[Date Prev][Date Next][Thread Prev][Thread Next][Date Index][Thread Index]
Re: Unclosed quotes on heredoc mode
From: |
Alex fxmbsw7 Ratchev |
Subject: |
Re: Unclosed quotes on heredoc mode |
Date: |
Sun, 28 Nov 2021 20:51:33 +0100 |
a small comment on that /bin in PATH code.. is invalid, you need to match
first non : beginning ahe not : ending end
case :$PATH: would fix it
On Sun, Nov 28, 2021, 20:31 Robert Elz <kre@munnari.oz.au> wrote:
> Date: Sat, 27 Nov 2021 13:57:57 -0500
> From: Chet Ramey <chet.ramey@case.edu>
> Message-ID: <5217c48e-c989-a163-5673-38995e35a14b@case.edu>
>
> Warning: long message follows, give yourself time to digest it.
>
> | OK, if you do end up building the devel branch, I'd be interested
> | in these results.
>
> Assuming that happens, I shall certainly let you know.
>
> | > Once, of course ... why would I ever build it again?
> |
> | Patches exist. There are vendors who take the original release, apply
> their
> | own special-sauce patches, then apply the patches I release as they
> come
> | out, as part of their own distribution release process.
>
> Of course, NetBSD pkgsrc (used on other systems as well) does that too.
> But your patches appear about every 5-6 months, so I end up doing one
> build every 5-6 months. Keeping the object files (even the unpacked
> sources) sitting around waiting for the next patches, in order to save
> perhaps 2-3 minutes of build time isn't worth the bother. Once built
> and installed it all gets trashed.
> [I have also contemplated doing builds in an MFS (or tmpfs)
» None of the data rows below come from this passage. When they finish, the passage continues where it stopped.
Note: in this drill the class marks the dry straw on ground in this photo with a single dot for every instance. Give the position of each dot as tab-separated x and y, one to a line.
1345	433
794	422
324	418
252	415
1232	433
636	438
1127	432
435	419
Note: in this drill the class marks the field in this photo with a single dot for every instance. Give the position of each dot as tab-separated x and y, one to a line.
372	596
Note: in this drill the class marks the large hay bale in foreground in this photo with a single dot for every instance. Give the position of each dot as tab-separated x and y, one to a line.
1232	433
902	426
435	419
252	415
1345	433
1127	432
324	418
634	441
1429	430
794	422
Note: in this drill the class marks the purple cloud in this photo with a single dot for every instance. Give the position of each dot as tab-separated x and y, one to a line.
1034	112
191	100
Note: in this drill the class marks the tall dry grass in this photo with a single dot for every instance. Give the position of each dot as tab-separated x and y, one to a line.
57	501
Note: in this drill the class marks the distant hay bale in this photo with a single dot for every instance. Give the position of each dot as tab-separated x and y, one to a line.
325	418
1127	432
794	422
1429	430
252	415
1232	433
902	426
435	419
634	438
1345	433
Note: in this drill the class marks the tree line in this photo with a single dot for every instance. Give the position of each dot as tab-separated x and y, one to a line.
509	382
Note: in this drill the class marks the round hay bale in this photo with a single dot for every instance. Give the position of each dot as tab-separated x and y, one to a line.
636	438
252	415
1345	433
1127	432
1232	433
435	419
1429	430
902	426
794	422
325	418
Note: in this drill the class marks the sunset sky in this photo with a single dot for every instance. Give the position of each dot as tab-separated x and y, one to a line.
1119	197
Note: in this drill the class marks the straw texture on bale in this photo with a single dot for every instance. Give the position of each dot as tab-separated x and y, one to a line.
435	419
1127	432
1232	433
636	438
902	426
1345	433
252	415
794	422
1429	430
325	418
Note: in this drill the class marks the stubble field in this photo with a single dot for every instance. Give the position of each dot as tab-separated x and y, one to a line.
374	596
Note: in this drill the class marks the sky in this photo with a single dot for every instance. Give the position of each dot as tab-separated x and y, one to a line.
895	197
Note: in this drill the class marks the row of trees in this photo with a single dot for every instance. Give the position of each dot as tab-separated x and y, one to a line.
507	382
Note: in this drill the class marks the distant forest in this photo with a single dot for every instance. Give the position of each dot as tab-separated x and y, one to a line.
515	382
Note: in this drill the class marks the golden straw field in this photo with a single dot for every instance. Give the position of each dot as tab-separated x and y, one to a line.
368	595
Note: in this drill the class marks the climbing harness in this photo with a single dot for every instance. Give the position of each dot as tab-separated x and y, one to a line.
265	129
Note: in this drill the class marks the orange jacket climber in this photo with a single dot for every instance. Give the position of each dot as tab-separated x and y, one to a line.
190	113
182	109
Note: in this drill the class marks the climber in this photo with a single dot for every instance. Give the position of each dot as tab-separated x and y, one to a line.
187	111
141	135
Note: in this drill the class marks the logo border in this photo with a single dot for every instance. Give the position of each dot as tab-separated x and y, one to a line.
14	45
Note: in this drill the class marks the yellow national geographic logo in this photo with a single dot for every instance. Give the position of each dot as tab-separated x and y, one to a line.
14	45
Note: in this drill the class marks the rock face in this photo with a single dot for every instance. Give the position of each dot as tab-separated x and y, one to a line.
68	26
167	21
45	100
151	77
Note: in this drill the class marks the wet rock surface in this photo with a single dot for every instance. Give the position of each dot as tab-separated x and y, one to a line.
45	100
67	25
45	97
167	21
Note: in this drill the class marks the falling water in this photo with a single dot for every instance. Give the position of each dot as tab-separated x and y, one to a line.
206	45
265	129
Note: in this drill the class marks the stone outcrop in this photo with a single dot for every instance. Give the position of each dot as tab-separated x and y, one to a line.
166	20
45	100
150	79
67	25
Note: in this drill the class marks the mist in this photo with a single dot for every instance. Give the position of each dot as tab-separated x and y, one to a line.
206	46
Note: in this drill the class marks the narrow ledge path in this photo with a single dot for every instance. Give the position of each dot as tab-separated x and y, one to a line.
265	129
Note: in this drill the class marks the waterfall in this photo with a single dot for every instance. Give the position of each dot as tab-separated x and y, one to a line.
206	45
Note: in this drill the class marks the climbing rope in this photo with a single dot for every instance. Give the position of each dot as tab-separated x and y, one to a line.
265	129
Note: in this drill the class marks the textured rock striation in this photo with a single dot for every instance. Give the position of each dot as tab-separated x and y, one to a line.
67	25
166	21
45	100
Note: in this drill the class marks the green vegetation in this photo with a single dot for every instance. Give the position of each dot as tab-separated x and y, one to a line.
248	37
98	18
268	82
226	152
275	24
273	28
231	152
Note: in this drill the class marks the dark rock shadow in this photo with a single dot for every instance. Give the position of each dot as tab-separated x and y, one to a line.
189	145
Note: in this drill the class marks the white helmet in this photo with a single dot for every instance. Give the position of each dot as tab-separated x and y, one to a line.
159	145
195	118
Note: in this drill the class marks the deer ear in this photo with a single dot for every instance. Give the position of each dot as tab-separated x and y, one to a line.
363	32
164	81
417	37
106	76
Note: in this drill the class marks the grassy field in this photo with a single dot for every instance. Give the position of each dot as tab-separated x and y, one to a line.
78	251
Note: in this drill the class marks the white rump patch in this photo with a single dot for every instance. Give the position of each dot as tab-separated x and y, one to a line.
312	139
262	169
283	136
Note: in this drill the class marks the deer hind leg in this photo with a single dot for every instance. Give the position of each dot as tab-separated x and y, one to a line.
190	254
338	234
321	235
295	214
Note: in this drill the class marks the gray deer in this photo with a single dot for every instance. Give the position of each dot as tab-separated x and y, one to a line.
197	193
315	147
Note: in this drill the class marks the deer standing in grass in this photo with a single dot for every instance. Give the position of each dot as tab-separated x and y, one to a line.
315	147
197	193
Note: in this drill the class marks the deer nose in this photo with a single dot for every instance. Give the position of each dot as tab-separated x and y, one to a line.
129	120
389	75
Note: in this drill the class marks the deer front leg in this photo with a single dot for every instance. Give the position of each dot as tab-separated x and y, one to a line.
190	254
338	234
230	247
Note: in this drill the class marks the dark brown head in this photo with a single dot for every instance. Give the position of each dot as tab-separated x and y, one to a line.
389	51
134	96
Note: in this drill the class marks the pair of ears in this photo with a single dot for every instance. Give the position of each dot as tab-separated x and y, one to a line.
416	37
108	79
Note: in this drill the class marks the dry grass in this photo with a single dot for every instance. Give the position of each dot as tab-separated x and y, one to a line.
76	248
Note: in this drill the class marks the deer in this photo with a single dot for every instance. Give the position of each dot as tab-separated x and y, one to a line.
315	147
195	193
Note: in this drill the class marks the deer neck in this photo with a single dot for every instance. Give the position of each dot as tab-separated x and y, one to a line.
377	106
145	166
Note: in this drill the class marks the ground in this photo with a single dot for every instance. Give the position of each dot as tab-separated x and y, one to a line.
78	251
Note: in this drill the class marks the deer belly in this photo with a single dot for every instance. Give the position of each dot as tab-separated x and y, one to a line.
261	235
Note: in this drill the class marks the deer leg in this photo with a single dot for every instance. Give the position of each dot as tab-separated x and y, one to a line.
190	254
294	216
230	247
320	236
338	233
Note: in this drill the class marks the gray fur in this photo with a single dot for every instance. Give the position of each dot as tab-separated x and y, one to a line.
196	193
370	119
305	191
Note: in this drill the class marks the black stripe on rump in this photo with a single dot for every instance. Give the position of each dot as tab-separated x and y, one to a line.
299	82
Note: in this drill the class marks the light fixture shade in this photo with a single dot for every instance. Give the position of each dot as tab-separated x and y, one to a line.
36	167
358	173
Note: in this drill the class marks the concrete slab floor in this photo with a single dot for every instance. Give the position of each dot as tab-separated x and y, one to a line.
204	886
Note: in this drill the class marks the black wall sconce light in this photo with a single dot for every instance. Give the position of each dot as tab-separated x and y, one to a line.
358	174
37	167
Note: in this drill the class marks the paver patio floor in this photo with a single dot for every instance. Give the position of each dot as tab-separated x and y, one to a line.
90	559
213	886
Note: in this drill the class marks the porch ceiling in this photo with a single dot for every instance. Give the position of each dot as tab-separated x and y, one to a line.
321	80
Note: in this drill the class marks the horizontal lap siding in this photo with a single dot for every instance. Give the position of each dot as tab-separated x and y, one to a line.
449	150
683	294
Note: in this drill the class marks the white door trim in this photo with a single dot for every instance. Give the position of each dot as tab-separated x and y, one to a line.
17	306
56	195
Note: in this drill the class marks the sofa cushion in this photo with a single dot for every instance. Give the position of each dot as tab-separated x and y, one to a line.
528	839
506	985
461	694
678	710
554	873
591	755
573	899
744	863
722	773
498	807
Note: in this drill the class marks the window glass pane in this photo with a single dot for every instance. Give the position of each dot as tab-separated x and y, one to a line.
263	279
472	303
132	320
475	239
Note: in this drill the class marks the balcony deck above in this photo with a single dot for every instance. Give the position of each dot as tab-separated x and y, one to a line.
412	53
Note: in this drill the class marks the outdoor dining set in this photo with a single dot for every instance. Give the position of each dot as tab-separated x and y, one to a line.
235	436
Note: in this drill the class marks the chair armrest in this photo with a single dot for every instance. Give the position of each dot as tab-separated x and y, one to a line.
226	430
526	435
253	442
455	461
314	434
> which would vanish on a reboot (or just umount) and I do tend
> to reboot more often than bash patches are released ... but I've
> yet to actually do that, for bash, the build time saved
> wouldn't
> be worth the bother - for some other apps, it might be].
>
> pkgsrc doesn't encourage attempting to retain anything in any case - it
> probably isn't a problem for bash (at least I've never see it, not that
> I ever looked either) but other applications have a habit of deleting files
> from their distributions - and unless one starts from an empty directory,
> unpacking a tarball doesn't cause those files to be removed ... further,
> some build systems don't pay attention to what is supposed to be there,
> and manage to link all the .o files they can find.
>
> It is easier, and more reliable, to simply start clean every time.
>
> But of course that doesn't apply when you're developing and building
> several times a day (or sometimes, dozens of times an hour). That just
> doesn't apply to me with bash.
>
> | Usually, that's ok. In this instance, where we're discussing a feature
> | whose implementation is substantially different between the released
> and
> | development versions, it's more relevant.
>
> Sure, though I didn't know this part was changed so much in the
> devel version until you told me just recently (I do not watch what happens
> there).
>
> | So the ultimate question is whether or not the act of reading a command
> | substitution should reset this requirement. That's where we disagree.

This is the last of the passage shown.